The cancelation of major sporting events is spreading. On Monday, the Italian national Olympic committee (CONI) announced that all domestic team sporting competitions, at all levels of play in Italy, are suspended until at least April 3 in response to a growing coronavirus outbreak in the country. It’s the most significant and widespread reaction to the world health threat yet, and is leaving many wondering if it’s a harbinger of cancelations to come elsewhere, including within the United States.
The ban in Italy includes all matches in Serie A, Italy’s highest division of professional soccer, but does not include international competitions, such as Champions League matches.
Sports Minister: ‘Irresponsible’ of Serie A to Play Matches
Already, Italian sporting events had taken place under severe restrictions. All of last weekend’s Serie A matches were held behind closed doors and without audiences.
Italy has suffered the worst coronavirus outbreaks of any country in Europe, with more than 7,000 confirmed cases and over 450 deaths reported so far.
The move came after Italian sports minister Vincenzo Spadafora accused Serie A officials of being irresponsible for even allowing matches to take place over the weekend.

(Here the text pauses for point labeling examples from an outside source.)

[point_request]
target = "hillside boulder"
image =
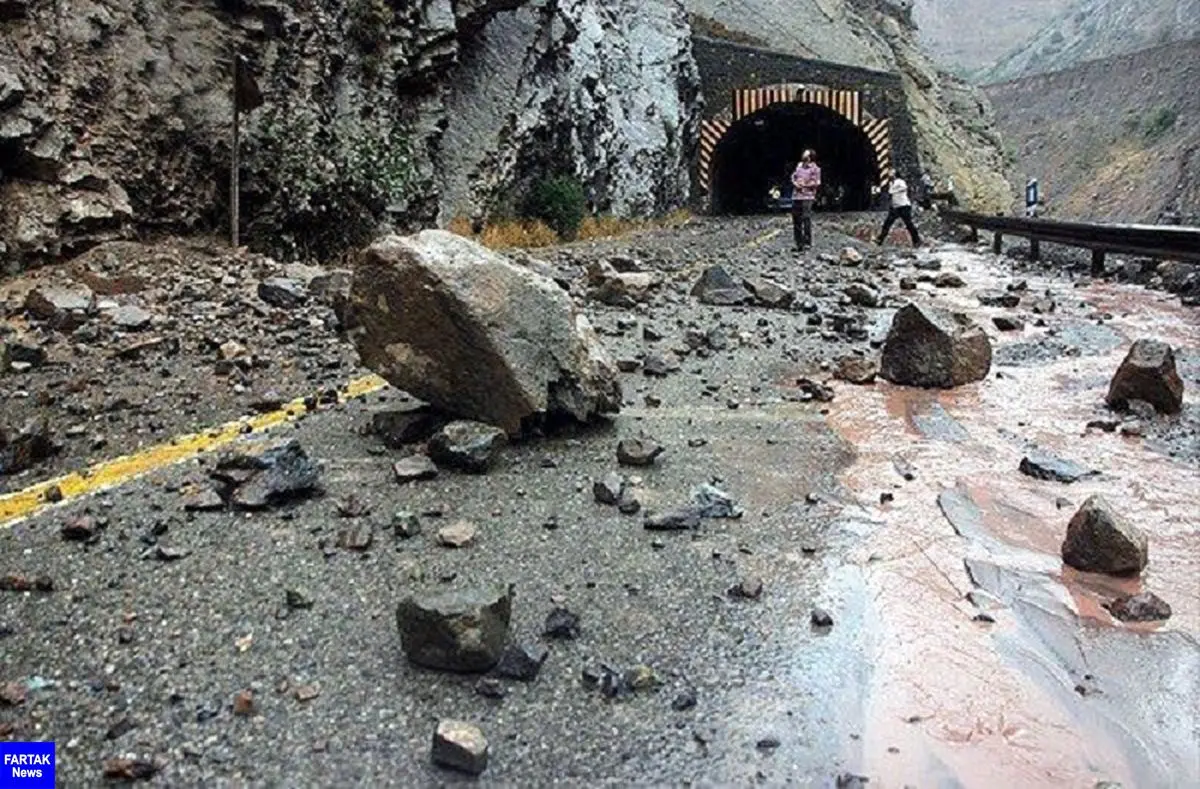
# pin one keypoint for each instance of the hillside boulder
(934, 349)
(1101, 541)
(1147, 374)
(474, 335)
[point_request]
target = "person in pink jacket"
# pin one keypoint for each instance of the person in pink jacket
(805, 182)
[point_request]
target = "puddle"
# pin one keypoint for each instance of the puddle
(1054, 692)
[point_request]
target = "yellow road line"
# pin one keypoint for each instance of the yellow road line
(22, 504)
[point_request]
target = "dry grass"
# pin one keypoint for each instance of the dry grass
(508, 234)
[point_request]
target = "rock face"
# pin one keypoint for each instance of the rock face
(1147, 374)
(474, 335)
(459, 631)
(1101, 541)
(934, 349)
(468, 101)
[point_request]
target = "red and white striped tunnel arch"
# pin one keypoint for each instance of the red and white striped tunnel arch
(748, 101)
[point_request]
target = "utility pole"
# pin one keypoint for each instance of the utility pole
(246, 96)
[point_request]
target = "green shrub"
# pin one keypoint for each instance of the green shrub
(561, 203)
(1158, 122)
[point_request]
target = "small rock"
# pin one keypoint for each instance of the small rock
(562, 624)
(1144, 607)
(607, 491)
(1098, 540)
(521, 662)
(857, 369)
(748, 589)
(406, 524)
(460, 534)
(639, 451)
(1042, 465)
(282, 293)
(460, 746)
(413, 468)
(467, 446)
(456, 631)
(1008, 323)
(244, 704)
(1147, 374)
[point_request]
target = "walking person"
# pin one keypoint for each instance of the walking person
(900, 209)
(805, 182)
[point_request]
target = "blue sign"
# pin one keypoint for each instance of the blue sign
(27, 765)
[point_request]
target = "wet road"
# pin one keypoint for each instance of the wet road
(906, 688)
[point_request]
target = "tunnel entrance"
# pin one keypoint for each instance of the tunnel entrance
(760, 151)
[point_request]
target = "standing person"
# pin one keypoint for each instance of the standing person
(901, 209)
(805, 180)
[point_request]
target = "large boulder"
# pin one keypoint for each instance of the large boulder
(1101, 541)
(934, 349)
(456, 631)
(474, 335)
(1147, 374)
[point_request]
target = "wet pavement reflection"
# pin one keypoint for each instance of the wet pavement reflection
(1032, 684)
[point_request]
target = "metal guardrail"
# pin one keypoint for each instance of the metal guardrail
(1169, 242)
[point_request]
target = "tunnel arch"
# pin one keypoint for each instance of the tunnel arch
(756, 144)
(761, 150)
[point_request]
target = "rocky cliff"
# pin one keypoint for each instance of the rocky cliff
(115, 114)
(954, 122)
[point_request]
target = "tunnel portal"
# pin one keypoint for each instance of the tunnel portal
(760, 151)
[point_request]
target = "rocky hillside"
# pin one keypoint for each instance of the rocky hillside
(972, 35)
(1110, 139)
(955, 132)
(115, 113)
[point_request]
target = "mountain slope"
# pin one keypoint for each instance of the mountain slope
(1115, 139)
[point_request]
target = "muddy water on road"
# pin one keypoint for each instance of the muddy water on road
(1054, 692)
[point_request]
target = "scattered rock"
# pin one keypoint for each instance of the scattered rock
(413, 468)
(949, 279)
(562, 624)
(456, 631)
(609, 489)
(857, 369)
(123, 769)
(708, 501)
(717, 287)
(769, 294)
(1147, 374)
(862, 295)
(1098, 540)
(467, 446)
(934, 349)
(1043, 465)
(400, 428)
(267, 475)
(639, 451)
(747, 589)
(521, 662)
(460, 746)
(1144, 607)
(460, 534)
(1008, 323)
(475, 335)
(999, 299)
(282, 293)
(660, 363)
(406, 524)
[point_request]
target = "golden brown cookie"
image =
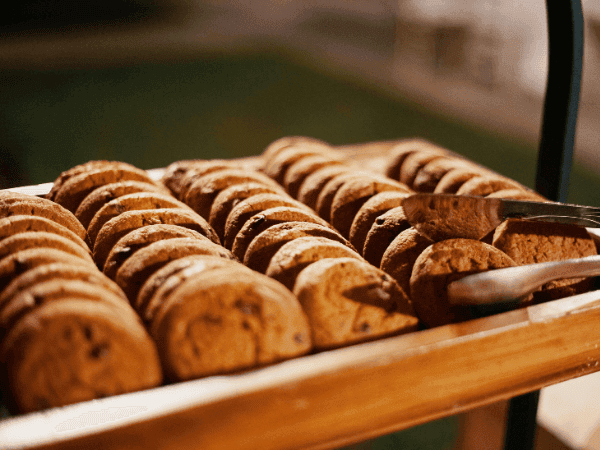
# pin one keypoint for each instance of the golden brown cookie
(150, 307)
(231, 196)
(192, 264)
(313, 184)
(267, 218)
(293, 256)
(299, 170)
(440, 264)
(365, 217)
(383, 231)
(140, 238)
(400, 256)
(353, 194)
(265, 245)
(12, 225)
(76, 350)
(228, 320)
(129, 202)
(529, 242)
(349, 301)
(22, 204)
(202, 192)
(104, 194)
(452, 180)
(124, 223)
(135, 271)
(42, 239)
(247, 208)
(430, 174)
(76, 188)
(20, 262)
(482, 186)
(328, 192)
(178, 175)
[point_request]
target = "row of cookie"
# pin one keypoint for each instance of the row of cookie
(67, 332)
(281, 237)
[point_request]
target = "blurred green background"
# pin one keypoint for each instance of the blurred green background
(220, 106)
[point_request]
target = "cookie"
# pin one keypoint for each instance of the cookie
(192, 264)
(124, 223)
(135, 271)
(42, 239)
(149, 307)
(130, 202)
(400, 256)
(202, 192)
(104, 194)
(383, 231)
(482, 186)
(265, 219)
(452, 180)
(12, 225)
(363, 220)
(268, 242)
(22, 204)
(76, 188)
(293, 256)
(299, 170)
(440, 264)
(231, 196)
(529, 242)
(228, 320)
(251, 206)
(353, 194)
(137, 239)
(313, 184)
(68, 351)
(349, 301)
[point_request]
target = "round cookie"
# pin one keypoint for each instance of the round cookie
(228, 320)
(135, 271)
(313, 184)
(299, 170)
(150, 306)
(400, 256)
(267, 218)
(70, 351)
(367, 214)
(124, 223)
(42, 239)
(268, 242)
(129, 202)
(76, 188)
(247, 208)
(352, 195)
(482, 186)
(293, 256)
(137, 239)
(440, 264)
(529, 242)
(158, 278)
(99, 197)
(231, 196)
(349, 301)
(202, 192)
(12, 205)
(12, 225)
(383, 231)
(452, 180)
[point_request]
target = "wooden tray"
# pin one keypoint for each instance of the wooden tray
(338, 397)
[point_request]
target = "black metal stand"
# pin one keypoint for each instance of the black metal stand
(565, 36)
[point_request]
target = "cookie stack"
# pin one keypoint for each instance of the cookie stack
(68, 333)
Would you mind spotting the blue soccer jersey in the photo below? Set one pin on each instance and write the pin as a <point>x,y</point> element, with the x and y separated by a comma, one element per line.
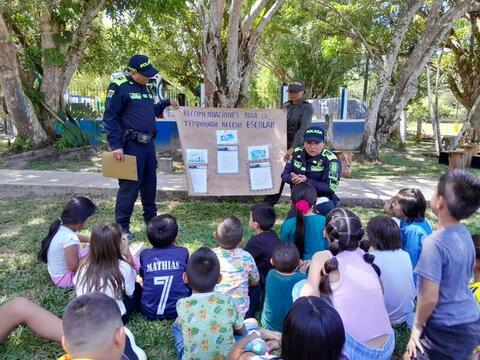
<point>162,270</point>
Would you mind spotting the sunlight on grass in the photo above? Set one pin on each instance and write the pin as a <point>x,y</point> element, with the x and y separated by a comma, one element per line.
<point>21,274</point>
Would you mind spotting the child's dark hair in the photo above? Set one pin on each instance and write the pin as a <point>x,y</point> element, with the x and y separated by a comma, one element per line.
<point>264,215</point>
<point>461,190</point>
<point>344,230</point>
<point>304,197</point>
<point>285,257</point>
<point>162,230</point>
<point>203,270</point>
<point>384,233</point>
<point>101,265</point>
<point>412,202</point>
<point>312,329</point>
<point>89,320</point>
<point>77,211</point>
<point>229,232</point>
<point>476,243</point>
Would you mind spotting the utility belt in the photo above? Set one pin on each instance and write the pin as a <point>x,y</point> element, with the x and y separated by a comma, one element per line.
<point>138,136</point>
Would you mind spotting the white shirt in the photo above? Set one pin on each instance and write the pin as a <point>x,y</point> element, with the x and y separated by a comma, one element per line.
<point>56,263</point>
<point>397,279</point>
<point>129,275</point>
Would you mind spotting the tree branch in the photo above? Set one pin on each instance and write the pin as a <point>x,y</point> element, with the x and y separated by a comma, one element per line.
<point>252,15</point>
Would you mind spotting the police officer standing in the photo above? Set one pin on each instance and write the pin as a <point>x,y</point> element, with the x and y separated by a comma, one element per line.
<point>129,121</point>
<point>299,118</point>
<point>316,165</point>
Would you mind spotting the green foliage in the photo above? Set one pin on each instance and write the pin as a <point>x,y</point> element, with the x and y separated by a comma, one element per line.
<point>72,136</point>
<point>21,144</point>
<point>25,221</point>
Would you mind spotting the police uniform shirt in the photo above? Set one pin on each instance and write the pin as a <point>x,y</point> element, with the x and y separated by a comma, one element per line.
<point>299,118</point>
<point>162,272</point>
<point>322,171</point>
<point>129,105</point>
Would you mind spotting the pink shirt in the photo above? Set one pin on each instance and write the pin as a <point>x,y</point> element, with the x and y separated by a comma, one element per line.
<point>358,298</point>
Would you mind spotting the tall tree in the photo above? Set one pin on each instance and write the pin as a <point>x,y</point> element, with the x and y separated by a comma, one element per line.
<point>463,72</point>
<point>46,39</point>
<point>392,95</point>
<point>299,43</point>
<point>229,42</point>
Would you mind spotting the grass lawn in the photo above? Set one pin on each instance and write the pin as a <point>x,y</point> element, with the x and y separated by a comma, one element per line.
<point>416,160</point>
<point>25,222</point>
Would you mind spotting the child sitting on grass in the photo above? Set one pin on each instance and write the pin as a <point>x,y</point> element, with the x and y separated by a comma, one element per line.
<point>260,246</point>
<point>305,230</point>
<point>280,282</point>
<point>93,329</point>
<point>162,269</point>
<point>395,267</point>
<point>237,266</point>
<point>409,206</point>
<point>475,285</point>
<point>207,320</point>
<point>60,249</point>
<point>106,269</point>
<point>447,324</point>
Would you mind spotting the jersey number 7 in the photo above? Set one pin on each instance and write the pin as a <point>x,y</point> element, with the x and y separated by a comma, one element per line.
<point>166,281</point>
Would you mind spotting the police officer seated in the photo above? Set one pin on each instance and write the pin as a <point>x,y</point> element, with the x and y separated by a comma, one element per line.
<point>314,164</point>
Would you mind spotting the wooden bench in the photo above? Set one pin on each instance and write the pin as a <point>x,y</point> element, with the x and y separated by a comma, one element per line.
<point>345,158</point>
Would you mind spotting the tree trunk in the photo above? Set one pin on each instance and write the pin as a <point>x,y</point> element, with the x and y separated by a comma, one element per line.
<point>371,145</point>
<point>433,110</point>
<point>19,106</point>
<point>418,136</point>
<point>394,98</point>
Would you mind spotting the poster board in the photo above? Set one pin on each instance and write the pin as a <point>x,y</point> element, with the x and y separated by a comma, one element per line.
<point>231,152</point>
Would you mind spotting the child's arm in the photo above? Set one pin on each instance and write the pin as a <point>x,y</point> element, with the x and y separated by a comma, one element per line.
<point>238,351</point>
<point>71,257</point>
<point>315,273</point>
<point>427,301</point>
<point>241,331</point>
<point>40,321</point>
<point>83,238</point>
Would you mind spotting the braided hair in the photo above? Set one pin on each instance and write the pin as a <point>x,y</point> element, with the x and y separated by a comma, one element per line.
<point>345,231</point>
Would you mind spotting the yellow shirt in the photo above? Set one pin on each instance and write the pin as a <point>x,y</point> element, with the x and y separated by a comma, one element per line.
<point>475,287</point>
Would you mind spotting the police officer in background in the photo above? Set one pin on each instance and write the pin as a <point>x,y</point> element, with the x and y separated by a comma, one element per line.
<point>299,118</point>
<point>129,121</point>
<point>314,164</point>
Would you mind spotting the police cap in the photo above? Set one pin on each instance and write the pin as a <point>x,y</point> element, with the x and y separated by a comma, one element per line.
<point>296,85</point>
<point>314,133</point>
<point>141,64</point>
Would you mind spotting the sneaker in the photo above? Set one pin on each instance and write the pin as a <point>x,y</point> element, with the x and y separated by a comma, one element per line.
<point>128,236</point>
<point>136,249</point>
<point>132,351</point>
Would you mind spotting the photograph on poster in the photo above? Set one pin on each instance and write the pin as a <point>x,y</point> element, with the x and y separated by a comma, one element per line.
<point>227,137</point>
<point>227,159</point>
<point>260,176</point>
<point>258,152</point>
<point>197,156</point>
<point>198,178</point>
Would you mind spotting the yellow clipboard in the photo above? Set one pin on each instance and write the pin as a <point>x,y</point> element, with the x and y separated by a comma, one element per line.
<point>125,169</point>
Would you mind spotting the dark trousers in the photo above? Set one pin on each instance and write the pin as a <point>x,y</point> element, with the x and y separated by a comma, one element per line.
<point>131,303</point>
<point>450,342</point>
<point>255,293</point>
<point>146,185</point>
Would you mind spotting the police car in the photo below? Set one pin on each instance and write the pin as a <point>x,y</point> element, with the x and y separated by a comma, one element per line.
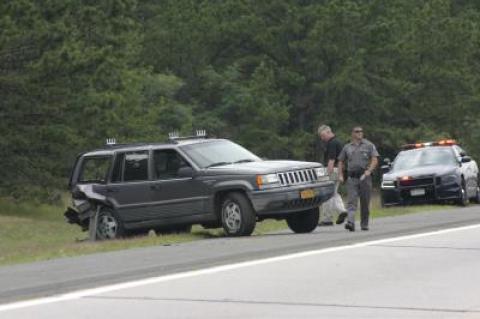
<point>430,172</point>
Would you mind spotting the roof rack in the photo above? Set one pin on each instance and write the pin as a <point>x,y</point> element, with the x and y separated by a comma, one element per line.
<point>446,142</point>
<point>174,136</point>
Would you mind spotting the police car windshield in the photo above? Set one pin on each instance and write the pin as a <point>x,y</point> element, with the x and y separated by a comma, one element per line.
<point>218,153</point>
<point>424,157</point>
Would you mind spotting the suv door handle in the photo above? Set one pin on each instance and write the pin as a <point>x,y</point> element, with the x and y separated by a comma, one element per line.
<point>156,187</point>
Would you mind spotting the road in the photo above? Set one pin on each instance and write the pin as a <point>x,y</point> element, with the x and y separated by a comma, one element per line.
<point>328,273</point>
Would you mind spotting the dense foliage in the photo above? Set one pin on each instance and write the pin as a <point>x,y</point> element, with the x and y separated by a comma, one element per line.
<point>264,73</point>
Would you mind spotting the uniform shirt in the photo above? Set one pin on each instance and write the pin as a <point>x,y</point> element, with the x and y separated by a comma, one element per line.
<point>358,156</point>
<point>333,149</point>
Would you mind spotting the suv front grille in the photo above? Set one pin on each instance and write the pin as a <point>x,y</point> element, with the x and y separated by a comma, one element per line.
<point>303,176</point>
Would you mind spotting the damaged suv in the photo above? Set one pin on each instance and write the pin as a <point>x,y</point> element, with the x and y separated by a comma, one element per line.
<point>192,180</point>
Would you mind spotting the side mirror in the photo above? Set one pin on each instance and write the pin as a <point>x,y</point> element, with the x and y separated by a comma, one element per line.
<point>466,159</point>
<point>385,168</point>
<point>185,172</point>
<point>388,165</point>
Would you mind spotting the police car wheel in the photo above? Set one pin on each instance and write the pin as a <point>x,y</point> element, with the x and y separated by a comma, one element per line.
<point>237,215</point>
<point>109,225</point>
<point>476,199</point>
<point>463,200</point>
<point>303,222</point>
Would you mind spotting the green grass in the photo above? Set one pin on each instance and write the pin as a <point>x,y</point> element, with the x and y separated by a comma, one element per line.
<point>31,232</point>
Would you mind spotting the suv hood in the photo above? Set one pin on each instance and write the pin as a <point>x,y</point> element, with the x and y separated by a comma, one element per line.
<point>421,171</point>
<point>263,167</point>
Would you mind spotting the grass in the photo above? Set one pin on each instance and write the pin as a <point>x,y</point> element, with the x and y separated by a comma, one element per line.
<point>32,232</point>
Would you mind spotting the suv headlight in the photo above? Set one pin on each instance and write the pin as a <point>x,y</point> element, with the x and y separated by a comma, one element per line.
<point>388,184</point>
<point>267,181</point>
<point>322,174</point>
<point>449,179</point>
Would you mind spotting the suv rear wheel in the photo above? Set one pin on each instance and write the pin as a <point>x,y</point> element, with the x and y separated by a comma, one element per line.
<point>109,225</point>
<point>303,222</point>
<point>238,217</point>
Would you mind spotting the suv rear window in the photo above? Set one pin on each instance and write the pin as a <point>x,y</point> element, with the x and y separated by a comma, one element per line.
<point>95,169</point>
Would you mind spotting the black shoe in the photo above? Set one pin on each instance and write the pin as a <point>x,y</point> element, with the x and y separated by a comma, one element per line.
<point>325,224</point>
<point>350,226</point>
<point>341,217</point>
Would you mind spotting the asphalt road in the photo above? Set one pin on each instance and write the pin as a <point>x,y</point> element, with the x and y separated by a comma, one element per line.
<point>336,281</point>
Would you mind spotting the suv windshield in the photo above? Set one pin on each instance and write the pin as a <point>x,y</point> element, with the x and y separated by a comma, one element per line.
<point>218,153</point>
<point>424,157</point>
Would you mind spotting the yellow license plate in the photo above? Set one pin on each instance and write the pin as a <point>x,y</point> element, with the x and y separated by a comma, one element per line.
<point>307,193</point>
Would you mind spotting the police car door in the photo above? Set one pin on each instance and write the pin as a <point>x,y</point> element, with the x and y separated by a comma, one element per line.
<point>469,171</point>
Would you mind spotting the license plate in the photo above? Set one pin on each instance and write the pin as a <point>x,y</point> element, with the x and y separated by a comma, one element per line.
<point>417,192</point>
<point>307,193</point>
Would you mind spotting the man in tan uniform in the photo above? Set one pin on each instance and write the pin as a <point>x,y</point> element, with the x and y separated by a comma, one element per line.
<point>361,157</point>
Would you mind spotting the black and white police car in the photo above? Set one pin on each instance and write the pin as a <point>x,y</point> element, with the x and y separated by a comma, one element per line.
<point>430,172</point>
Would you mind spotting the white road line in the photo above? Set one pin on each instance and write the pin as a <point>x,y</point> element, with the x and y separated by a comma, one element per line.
<point>94,291</point>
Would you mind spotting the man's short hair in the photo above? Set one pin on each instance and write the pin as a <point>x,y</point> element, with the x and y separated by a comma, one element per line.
<point>323,128</point>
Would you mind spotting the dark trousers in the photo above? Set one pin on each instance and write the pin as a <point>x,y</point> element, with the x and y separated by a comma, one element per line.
<point>359,189</point>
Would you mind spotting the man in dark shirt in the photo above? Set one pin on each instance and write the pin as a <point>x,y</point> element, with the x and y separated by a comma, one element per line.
<point>334,204</point>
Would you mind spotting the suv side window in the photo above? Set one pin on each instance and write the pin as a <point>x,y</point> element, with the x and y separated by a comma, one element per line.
<point>167,163</point>
<point>95,169</point>
<point>117,175</point>
<point>135,166</point>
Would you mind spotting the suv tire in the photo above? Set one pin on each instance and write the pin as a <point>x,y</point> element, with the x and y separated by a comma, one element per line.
<point>109,225</point>
<point>476,199</point>
<point>237,215</point>
<point>304,222</point>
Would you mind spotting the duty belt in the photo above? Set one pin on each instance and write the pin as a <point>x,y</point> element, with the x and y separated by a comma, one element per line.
<point>356,174</point>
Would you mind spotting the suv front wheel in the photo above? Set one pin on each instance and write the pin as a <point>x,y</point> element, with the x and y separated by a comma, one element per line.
<point>238,217</point>
<point>303,222</point>
<point>109,225</point>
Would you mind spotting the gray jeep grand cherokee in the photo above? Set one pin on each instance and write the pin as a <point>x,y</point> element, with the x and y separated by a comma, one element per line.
<point>195,180</point>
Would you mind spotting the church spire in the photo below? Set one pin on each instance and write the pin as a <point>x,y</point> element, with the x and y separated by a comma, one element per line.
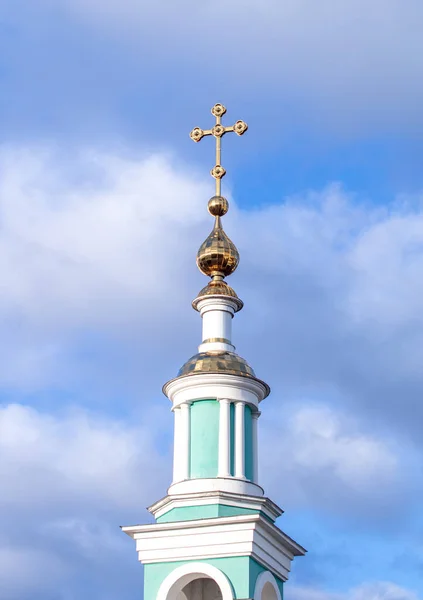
<point>215,536</point>
<point>218,256</point>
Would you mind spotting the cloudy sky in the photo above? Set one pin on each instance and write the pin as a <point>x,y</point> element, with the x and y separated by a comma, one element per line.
<point>102,208</point>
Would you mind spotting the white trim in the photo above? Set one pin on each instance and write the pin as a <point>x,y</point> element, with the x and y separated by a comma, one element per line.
<point>216,385</point>
<point>224,437</point>
<point>183,575</point>
<point>220,537</point>
<point>217,484</point>
<point>240,440</point>
<point>262,579</point>
<point>260,503</point>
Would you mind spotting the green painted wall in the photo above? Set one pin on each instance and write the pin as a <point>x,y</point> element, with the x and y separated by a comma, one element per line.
<point>242,572</point>
<point>204,438</point>
<point>208,511</point>
<point>248,428</point>
<point>232,444</point>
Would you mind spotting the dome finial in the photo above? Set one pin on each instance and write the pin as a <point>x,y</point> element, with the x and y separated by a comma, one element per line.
<point>218,131</point>
<point>218,256</point>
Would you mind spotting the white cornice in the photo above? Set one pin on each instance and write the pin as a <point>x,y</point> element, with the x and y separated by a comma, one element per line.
<point>265,505</point>
<point>244,535</point>
<point>215,385</point>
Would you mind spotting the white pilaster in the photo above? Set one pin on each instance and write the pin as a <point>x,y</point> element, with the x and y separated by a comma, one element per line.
<point>239,440</point>
<point>185,440</point>
<point>224,438</point>
<point>255,416</point>
<point>177,444</point>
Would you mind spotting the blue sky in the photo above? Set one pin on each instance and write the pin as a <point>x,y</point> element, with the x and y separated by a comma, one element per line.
<point>102,209</point>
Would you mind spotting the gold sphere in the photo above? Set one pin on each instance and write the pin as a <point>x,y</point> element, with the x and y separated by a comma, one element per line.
<point>218,206</point>
<point>217,254</point>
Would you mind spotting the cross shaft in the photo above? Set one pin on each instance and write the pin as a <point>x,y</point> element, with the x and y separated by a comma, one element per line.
<point>218,131</point>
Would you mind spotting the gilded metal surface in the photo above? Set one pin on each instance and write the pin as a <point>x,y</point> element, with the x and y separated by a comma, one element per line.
<point>213,340</point>
<point>218,288</point>
<point>218,172</point>
<point>217,255</point>
<point>218,206</point>
<point>218,131</point>
<point>216,362</point>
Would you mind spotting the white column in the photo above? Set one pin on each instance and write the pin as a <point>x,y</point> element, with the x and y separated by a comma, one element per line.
<point>224,438</point>
<point>239,440</point>
<point>217,323</point>
<point>255,416</point>
<point>177,444</point>
<point>185,441</point>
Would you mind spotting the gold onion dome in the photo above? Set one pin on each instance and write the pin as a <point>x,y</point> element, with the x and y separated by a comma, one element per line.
<point>217,287</point>
<point>217,256</point>
<point>216,362</point>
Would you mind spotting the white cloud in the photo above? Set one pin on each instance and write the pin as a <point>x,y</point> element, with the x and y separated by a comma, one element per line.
<point>99,248</point>
<point>380,590</point>
<point>315,457</point>
<point>23,571</point>
<point>53,462</point>
<point>353,61</point>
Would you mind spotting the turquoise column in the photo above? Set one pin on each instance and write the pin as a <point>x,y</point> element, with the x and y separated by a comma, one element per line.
<point>204,447</point>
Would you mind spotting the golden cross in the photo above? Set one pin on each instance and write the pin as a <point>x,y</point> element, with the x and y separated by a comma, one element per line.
<point>218,131</point>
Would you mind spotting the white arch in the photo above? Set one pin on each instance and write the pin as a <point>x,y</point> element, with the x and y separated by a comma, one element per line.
<point>262,580</point>
<point>182,576</point>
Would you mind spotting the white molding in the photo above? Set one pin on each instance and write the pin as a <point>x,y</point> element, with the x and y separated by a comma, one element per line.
<point>262,579</point>
<point>174,583</point>
<point>231,484</point>
<point>222,537</point>
<point>215,385</point>
<point>260,503</point>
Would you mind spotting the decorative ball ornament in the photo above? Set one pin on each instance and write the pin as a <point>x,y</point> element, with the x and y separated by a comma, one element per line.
<point>218,172</point>
<point>218,206</point>
<point>196,134</point>
<point>218,110</point>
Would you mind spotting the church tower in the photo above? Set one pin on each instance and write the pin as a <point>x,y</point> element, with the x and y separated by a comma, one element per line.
<point>215,536</point>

The comments came before Sunday’s matches went forward, though Parma’s match against SPAL was delayed 75 minutes while the teams awaited confirmation that they should play following Spadafora’s statement.
“The world of football feels immune to rules and sacrifices,” Spadafora told Italian broadcaster RAI. “Today, games have been played because of an irresponsible act of the Serie A league and its president Paolo dal Pino. We are advising Italians to stay at home.”
The Italian government must issue a specific prime ministerial decree in order to confirm and enforce the decision, CONI said in a statement. The statement noted that international competitions do not fall within its jurisdiction, which is why they weren’t included in the body’s decision to suspend all other play.
France’s Ligue 1 Limits Fan Attendance
While Italy may be taking the most drastic steps in the region, sports officials in other European nations are also reacting to the coronavirus threat.
In France, sports minister Roxana Maracineanu announced Monday that all games in Ligue 1 – the top division of French soccer – will be played in front of a maximum of 1,000 spectators. In addition, Paris police announced that Wednesday’s Champions League clash between Paris Saint-Germain and Dortmund would be played behind closed doors.
But not all international football clubs are jumping on the cancelation bandwagon. German squad RB Leipzig announced Monday that fans will be able to attend the match it’s hosting against Tottenham Hotspur on Tuesday.
US Not Immune: Indian Wells Tennis Masters Shuttered
The coronavirus has also begun to impact sporting events in the United States. On Sunday night, the Riverside County Public Health Department declared a public health emergency for several desert cities east of Los Angeles. That announcement resulted in the cancelation of the BNP Paribas Open, one of the largest non-Grand Slam tennis tournaments of the year, held at Indian Wells, about 120 miles outside of LA.
You probably all heard the news. Indian Wells cancelled. We are here and still deciding what’s next. So sad for all that is happening around the world with this situation. Hopefully soon solutions from the authorities. Stay all well and safe.
— Rafa Nadal (@RafaelNadal) March 9, 2020
The BNP Paribas was scheduled for March 9-22.
Dubbed the “Grand Slam of the West” and the Indian Wells Masters, it attracts top-level pros such as Rafa Nadal, Roger Federer, Serena Williams, and Coco Gauff. Other than the four majors, it is the most attended tennis tournament in the world. More than 450,000 fans attended in 2018 and 2019.
While tournament officials considered holding the event without fans, they decided that this would not be in the best interest of the tournament.
“We were supportive of the concept, WTA Tour CEO Steve Simon told The New York Times. “But ultimately, the tournament didn’t feel it was in their best interest.”